Автобус приближался к Светополю.
В клуб Шмаков вошёл первым — неторопливый и важный, скромно остановился в дверях. В тесном фойе, как и семь лет назад, играли в бильярд. Но это был не тот прежний бильярд с обшарпанным маленьким столом и железными шарами, а новый, с шарами костяными. Ребята, лениво держащие в руках длинные кии, странно помолодели: семь лет назад они были старше меня, сейчас — моложе.

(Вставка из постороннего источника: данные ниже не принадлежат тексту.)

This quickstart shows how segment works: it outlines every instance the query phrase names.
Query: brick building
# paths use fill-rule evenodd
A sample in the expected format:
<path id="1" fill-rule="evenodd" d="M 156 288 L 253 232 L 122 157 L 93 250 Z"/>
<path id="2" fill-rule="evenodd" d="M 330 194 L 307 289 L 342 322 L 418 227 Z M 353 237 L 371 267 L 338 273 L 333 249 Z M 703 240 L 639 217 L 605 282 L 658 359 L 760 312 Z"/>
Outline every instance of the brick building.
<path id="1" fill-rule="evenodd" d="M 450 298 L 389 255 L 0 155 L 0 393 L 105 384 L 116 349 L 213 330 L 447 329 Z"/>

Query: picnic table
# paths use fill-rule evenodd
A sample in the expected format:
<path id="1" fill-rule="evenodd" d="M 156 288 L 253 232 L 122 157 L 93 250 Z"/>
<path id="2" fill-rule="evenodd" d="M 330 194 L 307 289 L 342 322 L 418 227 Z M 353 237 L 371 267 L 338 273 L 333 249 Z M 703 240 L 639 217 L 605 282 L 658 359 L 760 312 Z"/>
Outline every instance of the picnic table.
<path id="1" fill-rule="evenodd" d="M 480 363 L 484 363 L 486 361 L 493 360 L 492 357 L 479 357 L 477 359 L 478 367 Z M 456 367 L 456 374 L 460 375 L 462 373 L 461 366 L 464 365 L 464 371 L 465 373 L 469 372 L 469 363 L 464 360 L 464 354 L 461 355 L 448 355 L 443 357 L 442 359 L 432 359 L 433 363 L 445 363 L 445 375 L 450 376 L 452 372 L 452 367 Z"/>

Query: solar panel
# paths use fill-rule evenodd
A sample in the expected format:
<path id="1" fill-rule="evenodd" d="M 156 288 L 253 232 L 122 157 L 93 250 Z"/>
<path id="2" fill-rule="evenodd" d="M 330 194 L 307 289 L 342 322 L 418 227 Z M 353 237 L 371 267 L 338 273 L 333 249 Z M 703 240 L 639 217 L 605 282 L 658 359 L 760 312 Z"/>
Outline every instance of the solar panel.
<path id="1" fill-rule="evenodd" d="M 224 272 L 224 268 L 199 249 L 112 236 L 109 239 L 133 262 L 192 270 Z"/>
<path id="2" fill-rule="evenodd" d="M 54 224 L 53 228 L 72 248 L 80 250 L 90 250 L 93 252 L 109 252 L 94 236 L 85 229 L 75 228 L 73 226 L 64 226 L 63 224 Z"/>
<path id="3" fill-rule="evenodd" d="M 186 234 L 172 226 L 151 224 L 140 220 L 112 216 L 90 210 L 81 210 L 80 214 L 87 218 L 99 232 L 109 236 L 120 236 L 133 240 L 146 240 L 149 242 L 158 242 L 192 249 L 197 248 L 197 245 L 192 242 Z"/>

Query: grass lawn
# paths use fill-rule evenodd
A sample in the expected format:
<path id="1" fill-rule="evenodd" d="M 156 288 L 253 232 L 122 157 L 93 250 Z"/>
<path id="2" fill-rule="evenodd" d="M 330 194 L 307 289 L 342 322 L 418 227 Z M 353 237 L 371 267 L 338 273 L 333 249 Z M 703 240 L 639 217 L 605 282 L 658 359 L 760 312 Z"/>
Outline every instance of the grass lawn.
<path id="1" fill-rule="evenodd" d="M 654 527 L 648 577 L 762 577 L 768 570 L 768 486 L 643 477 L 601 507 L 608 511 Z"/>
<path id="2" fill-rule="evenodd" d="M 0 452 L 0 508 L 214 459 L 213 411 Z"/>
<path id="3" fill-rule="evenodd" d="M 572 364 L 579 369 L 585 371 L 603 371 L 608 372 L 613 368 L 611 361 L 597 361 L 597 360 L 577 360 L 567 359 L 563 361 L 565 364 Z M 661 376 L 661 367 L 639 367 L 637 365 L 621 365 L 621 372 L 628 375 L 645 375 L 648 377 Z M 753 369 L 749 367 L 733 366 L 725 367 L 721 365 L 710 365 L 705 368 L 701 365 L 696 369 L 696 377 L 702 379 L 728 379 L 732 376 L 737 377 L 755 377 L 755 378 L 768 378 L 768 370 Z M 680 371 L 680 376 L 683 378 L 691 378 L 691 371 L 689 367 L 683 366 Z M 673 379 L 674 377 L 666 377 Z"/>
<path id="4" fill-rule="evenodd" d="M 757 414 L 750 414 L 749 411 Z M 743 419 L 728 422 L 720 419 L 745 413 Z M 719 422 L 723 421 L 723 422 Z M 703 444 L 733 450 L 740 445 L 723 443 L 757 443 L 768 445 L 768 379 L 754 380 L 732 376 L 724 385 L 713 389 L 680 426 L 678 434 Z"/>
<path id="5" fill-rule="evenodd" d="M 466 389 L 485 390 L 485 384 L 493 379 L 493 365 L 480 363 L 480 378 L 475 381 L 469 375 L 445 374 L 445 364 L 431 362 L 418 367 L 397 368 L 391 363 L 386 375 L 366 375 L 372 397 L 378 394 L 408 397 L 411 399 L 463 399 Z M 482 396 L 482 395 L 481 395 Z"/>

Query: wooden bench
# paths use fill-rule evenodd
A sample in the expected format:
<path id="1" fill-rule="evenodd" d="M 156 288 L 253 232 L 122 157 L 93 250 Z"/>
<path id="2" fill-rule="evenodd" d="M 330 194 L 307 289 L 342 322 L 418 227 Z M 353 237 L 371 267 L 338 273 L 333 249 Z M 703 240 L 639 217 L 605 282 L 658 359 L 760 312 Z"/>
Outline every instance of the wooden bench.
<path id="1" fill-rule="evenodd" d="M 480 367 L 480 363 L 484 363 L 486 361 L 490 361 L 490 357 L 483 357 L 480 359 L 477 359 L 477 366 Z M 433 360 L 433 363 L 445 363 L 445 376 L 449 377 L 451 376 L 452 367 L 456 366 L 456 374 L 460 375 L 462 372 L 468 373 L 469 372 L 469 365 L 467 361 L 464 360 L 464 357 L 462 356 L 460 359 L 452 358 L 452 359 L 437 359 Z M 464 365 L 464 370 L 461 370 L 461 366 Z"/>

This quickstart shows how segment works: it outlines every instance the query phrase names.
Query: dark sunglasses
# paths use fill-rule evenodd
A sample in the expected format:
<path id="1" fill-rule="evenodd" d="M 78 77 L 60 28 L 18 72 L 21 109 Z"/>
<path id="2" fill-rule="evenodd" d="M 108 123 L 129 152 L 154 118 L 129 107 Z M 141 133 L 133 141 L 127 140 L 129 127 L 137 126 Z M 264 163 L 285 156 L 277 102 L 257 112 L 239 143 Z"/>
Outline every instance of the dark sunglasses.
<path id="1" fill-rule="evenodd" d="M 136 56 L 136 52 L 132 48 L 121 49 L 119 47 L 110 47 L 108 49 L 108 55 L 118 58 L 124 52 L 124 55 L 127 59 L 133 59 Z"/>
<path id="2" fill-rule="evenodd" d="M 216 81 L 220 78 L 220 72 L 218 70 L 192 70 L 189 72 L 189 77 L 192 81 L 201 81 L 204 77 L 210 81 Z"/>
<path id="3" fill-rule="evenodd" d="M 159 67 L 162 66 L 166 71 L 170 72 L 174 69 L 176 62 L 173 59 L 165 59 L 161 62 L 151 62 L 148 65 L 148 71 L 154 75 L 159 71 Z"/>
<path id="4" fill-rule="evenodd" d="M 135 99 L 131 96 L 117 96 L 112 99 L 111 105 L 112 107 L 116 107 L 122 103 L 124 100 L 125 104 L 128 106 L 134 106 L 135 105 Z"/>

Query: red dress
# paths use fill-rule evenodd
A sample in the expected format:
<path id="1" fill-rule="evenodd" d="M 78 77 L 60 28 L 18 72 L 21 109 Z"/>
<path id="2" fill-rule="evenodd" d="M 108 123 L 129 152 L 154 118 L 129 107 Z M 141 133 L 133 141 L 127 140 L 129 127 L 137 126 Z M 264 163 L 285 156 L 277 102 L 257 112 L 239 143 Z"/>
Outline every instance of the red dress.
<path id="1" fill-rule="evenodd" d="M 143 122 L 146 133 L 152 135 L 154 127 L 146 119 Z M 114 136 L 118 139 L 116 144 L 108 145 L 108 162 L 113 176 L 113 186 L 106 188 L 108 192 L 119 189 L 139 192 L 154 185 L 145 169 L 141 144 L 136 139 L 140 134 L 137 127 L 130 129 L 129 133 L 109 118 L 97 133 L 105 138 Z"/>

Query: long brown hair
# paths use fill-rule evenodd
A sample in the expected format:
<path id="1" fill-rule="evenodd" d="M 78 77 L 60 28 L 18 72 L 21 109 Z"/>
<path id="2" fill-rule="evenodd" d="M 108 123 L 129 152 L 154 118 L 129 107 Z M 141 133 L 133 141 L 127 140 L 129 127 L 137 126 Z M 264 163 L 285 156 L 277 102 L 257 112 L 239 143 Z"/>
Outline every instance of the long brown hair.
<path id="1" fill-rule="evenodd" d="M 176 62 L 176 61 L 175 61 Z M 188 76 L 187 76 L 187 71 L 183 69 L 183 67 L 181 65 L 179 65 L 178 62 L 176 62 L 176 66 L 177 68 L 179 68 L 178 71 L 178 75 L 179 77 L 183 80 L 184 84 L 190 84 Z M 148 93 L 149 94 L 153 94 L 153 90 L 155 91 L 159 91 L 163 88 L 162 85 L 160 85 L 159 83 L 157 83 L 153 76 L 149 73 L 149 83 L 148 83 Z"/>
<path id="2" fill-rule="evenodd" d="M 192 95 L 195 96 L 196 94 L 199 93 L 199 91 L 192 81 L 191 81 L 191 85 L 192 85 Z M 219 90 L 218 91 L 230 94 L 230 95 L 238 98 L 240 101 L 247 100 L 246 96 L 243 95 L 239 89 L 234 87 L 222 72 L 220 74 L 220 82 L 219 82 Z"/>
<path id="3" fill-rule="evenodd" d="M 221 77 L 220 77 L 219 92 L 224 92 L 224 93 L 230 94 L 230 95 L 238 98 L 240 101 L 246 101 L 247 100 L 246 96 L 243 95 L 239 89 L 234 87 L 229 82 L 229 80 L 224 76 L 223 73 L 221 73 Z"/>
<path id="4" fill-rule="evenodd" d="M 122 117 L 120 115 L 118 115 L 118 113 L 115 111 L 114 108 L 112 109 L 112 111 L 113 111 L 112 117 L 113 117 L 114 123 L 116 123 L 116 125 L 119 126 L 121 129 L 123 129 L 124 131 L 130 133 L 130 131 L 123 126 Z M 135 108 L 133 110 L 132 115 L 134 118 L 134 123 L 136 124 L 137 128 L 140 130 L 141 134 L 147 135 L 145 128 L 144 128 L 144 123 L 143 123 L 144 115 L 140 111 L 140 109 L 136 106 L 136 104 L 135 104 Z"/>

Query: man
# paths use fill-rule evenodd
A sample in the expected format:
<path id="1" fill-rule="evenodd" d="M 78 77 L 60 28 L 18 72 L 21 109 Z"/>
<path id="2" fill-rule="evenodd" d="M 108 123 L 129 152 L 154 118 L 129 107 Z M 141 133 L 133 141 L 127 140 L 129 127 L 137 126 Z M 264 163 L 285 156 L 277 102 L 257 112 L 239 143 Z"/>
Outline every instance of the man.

Вдоль стен выстроились новые стулья — вместо тяжелых самодельных скамей, новые шторы висели на окнах, но ощущение новизны не возникло у меня, я узнал прежний наш клуб — тот же тусклый, скучный свет, хотя и горели все плафоны, тот же табачный дух, такое же унылое жужжание голосов, звон домино, короткий стук бильярдных шаров.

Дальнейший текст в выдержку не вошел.